For joins that fit the build-then-probe pattern, the execution flow can be abstracted as follows:

for build_batch in build_input {
    accelerator.add_build_batch(build_batch)?;
}
accelerator.finish()?;

for probe_batch in probe_input {
    let (probe_batch, mut prober) =
        accelerator.init_prober(probe_batch, batch_size)?;

    while let Some(candidates) = prober.probe()? {
        // The common join driver consumes candidate row pairs,
        // evaluates residual predicates, tracks join state, and builds output.
    }
}

This abstraction provides two main optimization opportunities:

  • Runtime index on the build side. After all build batches are buffered, the accelerator can create an index-like representation that finds candidate build rows for each probe row more cheaply than a Cartesian scan.
  • Dynamic filter on the probe side. Build-side statistics can sometimes prove that a probe row cannot match any build row, allowing the executor to skip that probe row before candidate generation.

Walkthrough: piecewise merge join

Consider this query:

SELECT *
FROM generate_series(1000) AS t1(v1)
JOIN generate_series(1000000) AS t2(v1)
ON (t1.v1 > t2.v1)
   AND ((t1.v1 + t2.v1) % 2 = 0);

Here, t1.v1 > t2.v1 is the accelerated predicate. It has structure that a specialized algorithm can exploit. The second predicate, ((t1.v1 + t2.v1) % 2 = 0), is the residual predicate. The accelerator does not need to understand it; the common join driver can evaluate it after candidate pairs are produced.

Dynamic filter

After buffering t1 as the build side, the accelerator can compute max(t1.v1). For an inner join, any probe row with t2.v1 >= max(t1.v1) cannot satisfy t1.v1 > t2.v1, so those probe rows can be filtered out before candidate generation.

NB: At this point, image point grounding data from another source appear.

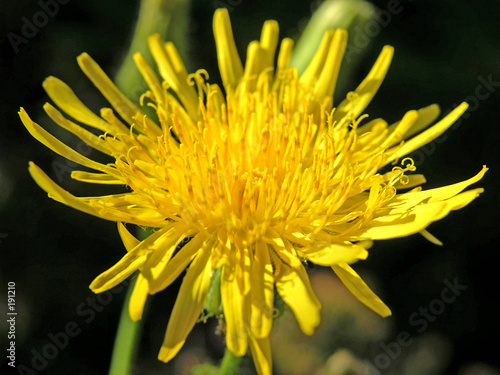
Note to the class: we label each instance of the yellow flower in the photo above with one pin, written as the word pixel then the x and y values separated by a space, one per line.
pixel 255 178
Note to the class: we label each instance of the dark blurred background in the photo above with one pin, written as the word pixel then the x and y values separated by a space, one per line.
pixel 445 50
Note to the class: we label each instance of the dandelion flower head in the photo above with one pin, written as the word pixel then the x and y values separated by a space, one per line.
pixel 253 179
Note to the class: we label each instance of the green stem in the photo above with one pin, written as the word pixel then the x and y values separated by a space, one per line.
pixel 230 364
pixel 126 341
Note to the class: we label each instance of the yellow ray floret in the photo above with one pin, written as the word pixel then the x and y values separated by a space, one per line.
pixel 253 180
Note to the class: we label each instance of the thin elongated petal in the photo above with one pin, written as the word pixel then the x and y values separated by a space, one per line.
pixel 367 89
pixel 57 193
pixel 66 99
pixel 125 108
pixel 294 288
pixel 437 194
pixel 261 353
pixel 173 268
pixel 360 290
pixel 262 292
pixel 234 305
pixel 97 178
pixel 230 65
pixel 188 305
pixel 57 146
pixel 129 241
pixel 138 298
pixel 430 134
pixel 126 266
pixel 416 220
pixel 335 253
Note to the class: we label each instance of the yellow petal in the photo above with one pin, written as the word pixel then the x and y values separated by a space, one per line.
pixel 188 305
pixel 313 70
pixel 230 66
pixel 360 290
pixel 59 147
pixel 89 138
pixel 233 303
pixel 173 268
pixel 285 54
pixel 123 106
pixel 179 84
pixel 367 89
pixel 426 116
pixel 57 193
pixel 328 78
pixel 66 99
pixel 138 298
pixel 415 220
pixel 400 130
pixel 150 77
pixel 292 283
pixel 430 237
pixel 97 178
pixel 129 241
pixel 335 253
pixel 268 43
pixel 437 194
pixel 262 292
pixel 430 134
pixel 131 262
pixel 261 353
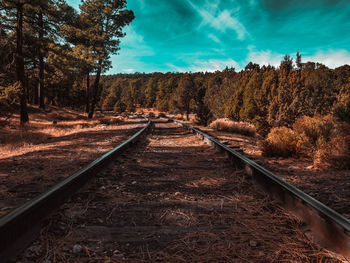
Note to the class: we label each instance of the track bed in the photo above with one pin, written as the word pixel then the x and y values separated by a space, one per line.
pixel 172 199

In this example, the dynamic filter reduces the probe side from roughly 1M rows to roughly 1K rows. The candidate search space therefore goes from roughly 1K x 1M to roughly 1K x 1K before residual predicate evaluation.

Runtime index

The accelerator can further sort the buffered t1 rows by v1. For each incoming t2 batch, it can sort the remaining probe rows by v1 and scan the two sorted runs.

For a probe row where t2.v1 = 10, the matching build rows are the suffix of sorted t1 rows with t1.v1 > 10. For a later probe row where t2.v1 = 20, the scan cursor only moves forward. This avoids repeatedly checking every build row for every probe row.

Ignoring the cost of emitting the final matching pairs, this further reduces the search work from roughly 1K x 1K to log(1K) + 1K + 1K (sort and linear scan)

Other possible accelerators

This framework could support several specialized join families:

  • Range joins.
  • ASOF joins.
  • Spatial joins, where the build side can be indexed with an R-tree or a similar structure, and build-side bounding boxes can also derive probe-side pruning filters.
  • Array/list joins, such as joins based on array_contains, array_intersect, or tag membership, where the build side can be represented as an inverted index.
  • Full-text-style joins and semantic joins

Limitations

Not every specialized join fits perfectly into this build-buffer/probe framework.

For example, an optimal ASOF join can often stream both sides in sorted order without fully buffering one side. That design may be better implemented as a dedicated physical operator.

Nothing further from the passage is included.